İnsanlık Dışı Büyücü Bölüm 410 - 410: Kusur - Fenrir Scans
Karanlık Mod?

İnsanlık Dışı Büyücü Bölüm 410 – 410: Kusur

İnsanlık Dışı Büyücü novelini en güncel şekilde Fenrir Scansdan okuyun.

İnsanlık Dışı Büyücü Novel

Bölüm 410 – 410: Kusur

“Bunu bir tehdit olarak algılayabilirsin. Seni Dalia gönderdi, değil mi? Ama şunu bil, başka üslerimiz de var. Füzelerimiz zaten Dalia Başkentini hedef alıyor. Eğer saldırmayı bırakmazsan, o şehir yok olacak.” havaya uçtu.” Komutan Hamilton, Lucifer'i korkutmaya çalışarak konuştu.

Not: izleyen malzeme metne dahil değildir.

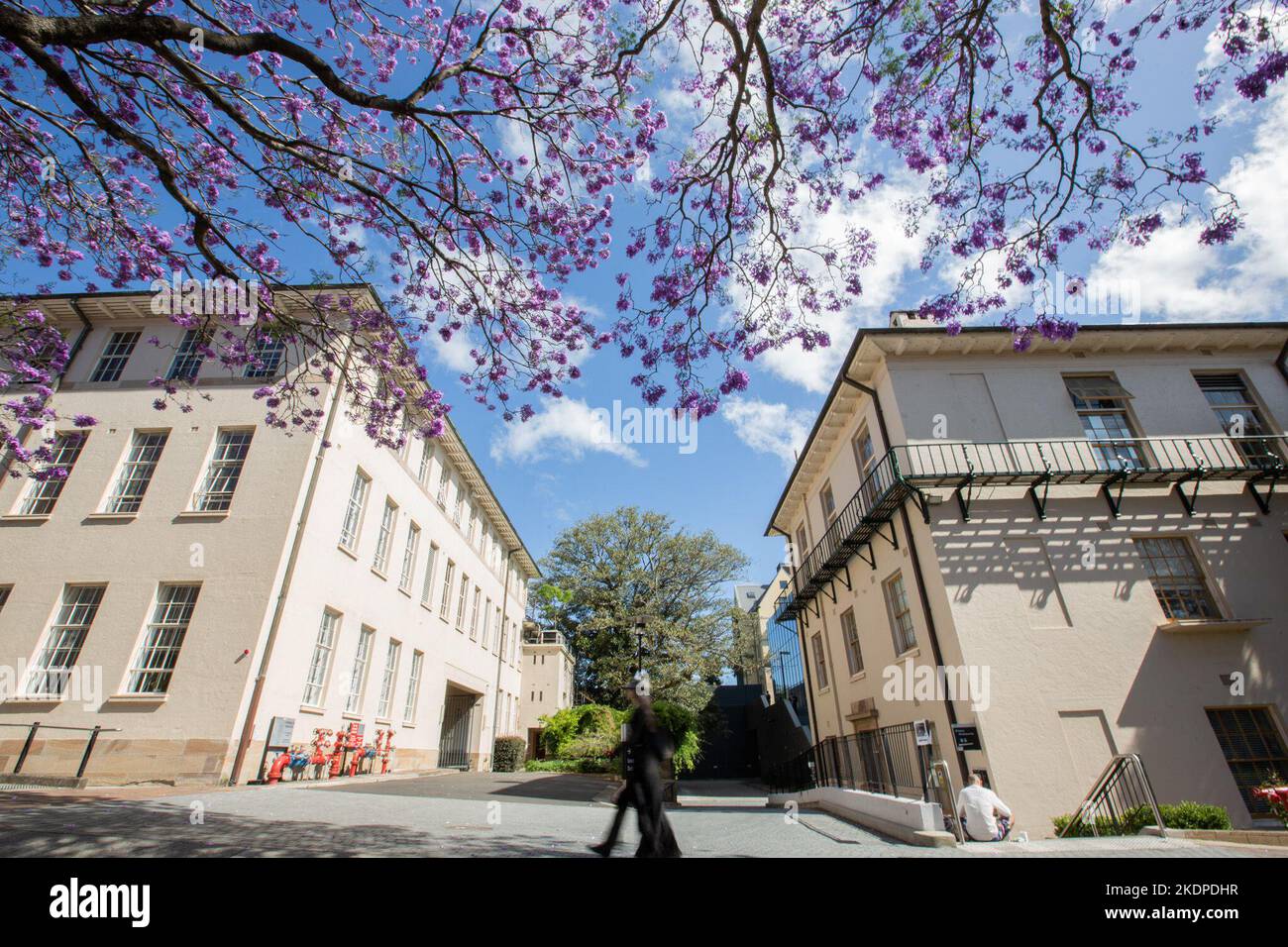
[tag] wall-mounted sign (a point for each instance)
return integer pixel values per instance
(921, 729)
(279, 731)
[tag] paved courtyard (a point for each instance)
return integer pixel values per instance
(469, 814)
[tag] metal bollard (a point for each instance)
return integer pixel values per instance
(26, 748)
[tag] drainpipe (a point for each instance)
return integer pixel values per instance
(262, 674)
(800, 635)
(917, 573)
(500, 654)
(71, 357)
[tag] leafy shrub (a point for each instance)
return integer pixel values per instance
(592, 731)
(580, 766)
(1194, 815)
(507, 754)
(1179, 815)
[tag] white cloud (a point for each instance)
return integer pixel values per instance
(565, 428)
(768, 428)
(1184, 279)
(897, 254)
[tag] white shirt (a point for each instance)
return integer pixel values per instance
(979, 804)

” ve o şehir gittiğinde sana kim para ödeyecek? Buna değecek mi? Sadece neyin tehlikede olduğunu bil! Öte yandan, eğer bize saldırmayı bırakırsan, sadece Dalia güvende olmakla kalmayacak, aynı zamanda sana da para ödeyeceğiz. eğer bizim için çalışırsan çok şey olur!” ayrıca ekledi.

“Yani eğer durmazsam Dalia'yı havaya mı uçuracaksın?” Lucifer yüksek sesle sordu.

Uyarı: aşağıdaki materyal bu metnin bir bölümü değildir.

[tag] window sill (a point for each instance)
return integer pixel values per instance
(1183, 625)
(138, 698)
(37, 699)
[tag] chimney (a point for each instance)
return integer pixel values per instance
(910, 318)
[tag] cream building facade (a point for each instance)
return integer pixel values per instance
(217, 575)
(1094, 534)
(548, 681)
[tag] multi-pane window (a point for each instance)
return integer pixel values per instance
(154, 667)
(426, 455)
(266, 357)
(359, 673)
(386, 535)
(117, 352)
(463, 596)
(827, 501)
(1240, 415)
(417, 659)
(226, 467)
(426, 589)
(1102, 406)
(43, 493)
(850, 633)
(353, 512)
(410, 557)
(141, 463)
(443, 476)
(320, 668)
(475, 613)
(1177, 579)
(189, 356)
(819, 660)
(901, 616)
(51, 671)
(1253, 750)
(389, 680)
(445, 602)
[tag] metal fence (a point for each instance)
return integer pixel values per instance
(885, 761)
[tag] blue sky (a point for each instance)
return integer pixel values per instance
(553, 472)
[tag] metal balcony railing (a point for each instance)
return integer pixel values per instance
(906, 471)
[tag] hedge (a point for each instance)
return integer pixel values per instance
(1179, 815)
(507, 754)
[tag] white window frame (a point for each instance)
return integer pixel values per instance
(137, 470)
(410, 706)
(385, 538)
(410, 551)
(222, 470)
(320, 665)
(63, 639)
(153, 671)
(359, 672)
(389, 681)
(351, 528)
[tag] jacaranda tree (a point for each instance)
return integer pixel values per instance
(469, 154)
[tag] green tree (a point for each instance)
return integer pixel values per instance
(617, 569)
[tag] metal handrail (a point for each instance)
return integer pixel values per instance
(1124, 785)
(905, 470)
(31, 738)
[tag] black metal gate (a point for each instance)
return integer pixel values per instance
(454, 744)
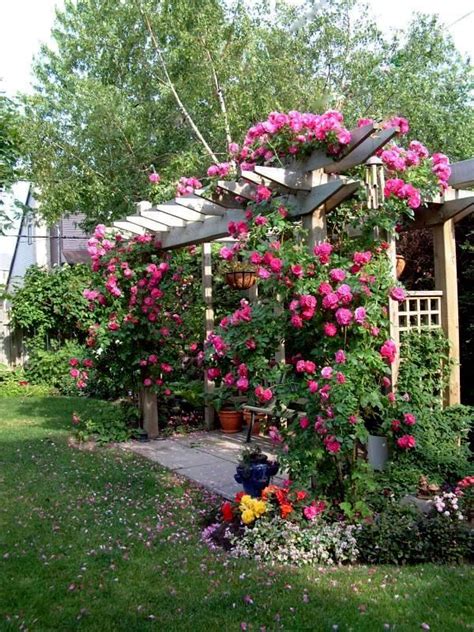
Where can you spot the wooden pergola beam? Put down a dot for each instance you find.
(362, 152)
(146, 222)
(199, 232)
(291, 177)
(462, 174)
(200, 205)
(239, 189)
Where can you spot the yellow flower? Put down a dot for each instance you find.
(246, 502)
(259, 507)
(248, 516)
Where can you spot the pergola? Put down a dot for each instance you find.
(313, 187)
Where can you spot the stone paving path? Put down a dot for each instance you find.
(209, 458)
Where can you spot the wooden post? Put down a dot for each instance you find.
(393, 310)
(444, 242)
(209, 323)
(150, 412)
(315, 224)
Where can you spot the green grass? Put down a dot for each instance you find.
(107, 541)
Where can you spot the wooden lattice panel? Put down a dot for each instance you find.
(420, 310)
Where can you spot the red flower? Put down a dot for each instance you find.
(227, 512)
(285, 509)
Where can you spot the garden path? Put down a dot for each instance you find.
(208, 458)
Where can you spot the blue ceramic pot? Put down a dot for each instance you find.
(255, 477)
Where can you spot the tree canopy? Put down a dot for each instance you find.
(169, 83)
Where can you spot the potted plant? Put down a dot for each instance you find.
(254, 470)
(239, 274)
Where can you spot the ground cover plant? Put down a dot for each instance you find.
(105, 540)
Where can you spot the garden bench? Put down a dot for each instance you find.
(294, 410)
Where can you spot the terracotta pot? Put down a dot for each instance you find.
(401, 263)
(241, 279)
(258, 419)
(231, 420)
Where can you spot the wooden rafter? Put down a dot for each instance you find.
(462, 174)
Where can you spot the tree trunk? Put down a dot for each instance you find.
(150, 412)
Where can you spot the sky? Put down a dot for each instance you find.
(25, 24)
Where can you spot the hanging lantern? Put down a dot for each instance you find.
(374, 182)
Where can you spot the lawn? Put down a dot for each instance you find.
(107, 541)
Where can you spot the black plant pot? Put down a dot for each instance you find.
(255, 477)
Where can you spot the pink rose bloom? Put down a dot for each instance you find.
(326, 372)
(388, 351)
(398, 294)
(304, 423)
(307, 301)
(251, 344)
(330, 329)
(419, 149)
(337, 274)
(256, 258)
(340, 357)
(323, 252)
(409, 419)
(275, 435)
(313, 386)
(332, 444)
(99, 231)
(242, 384)
(276, 265)
(362, 258)
(344, 316)
(406, 442)
(263, 194)
(296, 321)
(213, 373)
(263, 394)
(330, 301)
(324, 288)
(340, 377)
(213, 171)
(312, 511)
(297, 270)
(226, 253)
(359, 315)
(228, 379)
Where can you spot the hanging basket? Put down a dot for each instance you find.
(401, 263)
(241, 279)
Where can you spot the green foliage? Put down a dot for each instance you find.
(105, 110)
(401, 535)
(107, 424)
(50, 304)
(13, 382)
(442, 435)
(51, 366)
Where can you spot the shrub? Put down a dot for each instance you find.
(401, 535)
(278, 541)
(13, 383)
(106, 424)
(51, 367)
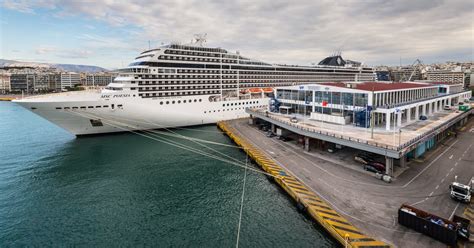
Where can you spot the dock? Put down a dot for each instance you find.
(334, 223)
(7, 98)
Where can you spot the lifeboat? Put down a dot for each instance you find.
(255, 90)
(267, 90)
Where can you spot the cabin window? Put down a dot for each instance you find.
(96, 123)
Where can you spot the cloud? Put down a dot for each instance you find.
(63, 53)
(285, 31)
(45, 50)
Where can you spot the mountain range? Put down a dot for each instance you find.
(65, 67)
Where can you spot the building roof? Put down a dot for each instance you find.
(378, 86)
(333, 61)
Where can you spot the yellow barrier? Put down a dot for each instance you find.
(339, 227)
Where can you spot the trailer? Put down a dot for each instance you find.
(434, 226)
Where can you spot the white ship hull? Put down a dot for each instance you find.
(135, 113)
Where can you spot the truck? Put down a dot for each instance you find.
(461, 192)
(441, 229)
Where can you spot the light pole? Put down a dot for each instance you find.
(372, 116)
(399, 136)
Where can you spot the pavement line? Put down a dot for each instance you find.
(451, 216)
(430, 164)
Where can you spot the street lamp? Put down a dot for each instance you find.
(399, 136)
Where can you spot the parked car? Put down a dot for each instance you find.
(370, 168)
(283, 138)
(377, 165)
(270, 134)
(362, 158)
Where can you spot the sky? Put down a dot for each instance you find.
(112, 33)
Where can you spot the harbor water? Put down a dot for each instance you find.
(129, 190)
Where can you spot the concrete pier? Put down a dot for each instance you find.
(322, 212)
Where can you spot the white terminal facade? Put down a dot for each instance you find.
(391, 104)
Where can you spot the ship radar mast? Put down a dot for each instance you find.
(199, 39)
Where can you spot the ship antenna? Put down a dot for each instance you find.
(200, 39)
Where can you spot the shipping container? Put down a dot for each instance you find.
(436, 227)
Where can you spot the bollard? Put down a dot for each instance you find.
(387, 178)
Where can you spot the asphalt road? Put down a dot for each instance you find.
(372, 204)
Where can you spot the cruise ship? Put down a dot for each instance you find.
(179, 85)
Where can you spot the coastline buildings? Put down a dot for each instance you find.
(4, 82)
(449, 76)
(99, 79)
(68, 80)
(40, 78)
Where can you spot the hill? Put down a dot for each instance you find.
(65, 67)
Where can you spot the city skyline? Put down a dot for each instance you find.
(111, 34)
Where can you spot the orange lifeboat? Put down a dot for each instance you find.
(255, 90)
(267, 90)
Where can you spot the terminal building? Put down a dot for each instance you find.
(387, 104)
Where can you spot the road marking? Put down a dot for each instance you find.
(432, 162)
(451, 216)
(418, 202)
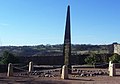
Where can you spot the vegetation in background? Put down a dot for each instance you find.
(8, 57)
(92, 59)
(115, 58)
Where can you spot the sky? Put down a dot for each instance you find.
(36, 22)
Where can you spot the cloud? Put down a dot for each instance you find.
(4, 24)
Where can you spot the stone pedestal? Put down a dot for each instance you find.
(30, 66)
(112, 71)
(10, 70)
(64, 74)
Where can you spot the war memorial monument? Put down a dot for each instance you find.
(66, 74)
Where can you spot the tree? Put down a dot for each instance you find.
(92, 59)
(8, 57)
(115, 58)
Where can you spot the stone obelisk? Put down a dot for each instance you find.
(67, 42)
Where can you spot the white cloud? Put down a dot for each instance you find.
(3, 24)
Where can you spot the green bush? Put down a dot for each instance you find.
(92, 59)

“Doğru. O halde şimdi karar verin. Saldırmaya devam mı edeceksiniz, yoksa bizim için çalışmaya mı başlayacaksınız?” Komutan Hamilton sordu.

“Pekala. Devam et ve Dalia'yı havaya uçur. Onları neden umursayım? Seni yok etmek için buradayım, onları kurtarmak için değil. Onlara ne yapacağın umurumda değil,” diye yanıtladı Lucifer doğrudan.

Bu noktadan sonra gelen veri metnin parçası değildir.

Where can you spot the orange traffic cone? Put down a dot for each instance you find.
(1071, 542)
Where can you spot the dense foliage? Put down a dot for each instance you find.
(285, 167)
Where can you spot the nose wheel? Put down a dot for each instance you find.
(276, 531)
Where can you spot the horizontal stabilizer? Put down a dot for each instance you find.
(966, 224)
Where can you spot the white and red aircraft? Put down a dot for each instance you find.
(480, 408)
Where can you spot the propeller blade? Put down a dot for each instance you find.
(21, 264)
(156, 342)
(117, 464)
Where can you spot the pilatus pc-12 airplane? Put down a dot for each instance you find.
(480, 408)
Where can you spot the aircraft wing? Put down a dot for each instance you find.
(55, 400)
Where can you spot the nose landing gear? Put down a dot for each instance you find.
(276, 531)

“Onlara ne olacağı umurunda değil mi? Seni onlar tarafından gönderilmedin mi?” Komutan Hamilton şaşkınlıkla sordu.

Eğer bu adam Dalia tarafından gönderilmediyse neden buradaydı? Anlayamıyordu.

“Onlar tarafından gönderilmediysen neden bizi yok etmek istiyorsun? O halde seni kim gönderdi?” O sordu.

“Dışarı çık ve benimle yüz yüze konuş. Saklanmayı bırak, ben de sana anlatayım!” Lucifer, yıkılmaya devam eden şehrin üzerinde uçmaya başladığında cevap verdi.

Yıldırım nedeniyle binaların neredeyse yarısı yıkıldı. Militanların silah depolarına yıldırım düşerken sağda ve solda patlamalar yaşanıyordu.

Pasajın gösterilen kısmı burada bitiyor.